I instantly realized that I had inadvertently pushed one of my father’s buttons, and not a little one either, I had pushed one that was one of his secret buttons.

“Dad, that’s what I do, that’s why I went to Art school, that’s what they taught me to do.” It was half true, but it was an answer he could live with.

“Well I just wanted to say thank you, here, talk to your mother.”

My mom got on the phone and the only words that I could muster was “What in the Hell was That?”

She sounded confused and excited at the same time.

“He brought that envelope in and opened it, and then sat there silently and looked at it for about 10 minutes and then demanded my role of dimes…” (another piece of the puzzle, my mother kept a role of dimes in the house, Why, no one ever found out. But God help you if you touched her role of dimes.) “When I ask him what he wanted them for he said he was going to go the Post office to make copies of the picture you sent him and then he was going to send them to everyone so that ‘those assholes will know just who they’re dealing with!”
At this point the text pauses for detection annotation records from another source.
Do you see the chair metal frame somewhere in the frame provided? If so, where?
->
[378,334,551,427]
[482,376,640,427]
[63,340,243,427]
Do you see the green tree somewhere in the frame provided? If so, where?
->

And he did. He also took it to all his business meetings and instead of the wood grained plastic sign in front of him that had his name, he put the picture that I drew.

A side note; about a year later I told him that if he loved the picture so much I’d be happy to frame it for him (He had it wrapped in a piece of Plastic wrap) He thought that was great. I told him to send it to me and I’d frame it and either bring it with me next time I came or I’d send it to him. He absolutely refused. “You want to frame it, fine. You come here and frame it, that picture never leaves me.” And that was the end of that. So I framed it for him the next time I went out and now that he's retired I have it on good authority that the minute you come into his house he steers you to that picture and then shows you the house he lives in. He wants you to know just who your dealing with.

I think that that was the first time that my father believed that maybe I wasn’t insane for wanting to go to Art School, that maybe I did know better what to do with my life, and that maybe Art didn’t belong just in museums. I think that eventually every father and son have a moment like this, the son realizes that his father is just a man, scared and as unsure as the son is. And the father realizes that the son is not a child, that he is unique to himself and that although he might look like the little boy who wet his pants, he isn’t.anyway good luck, and maintain.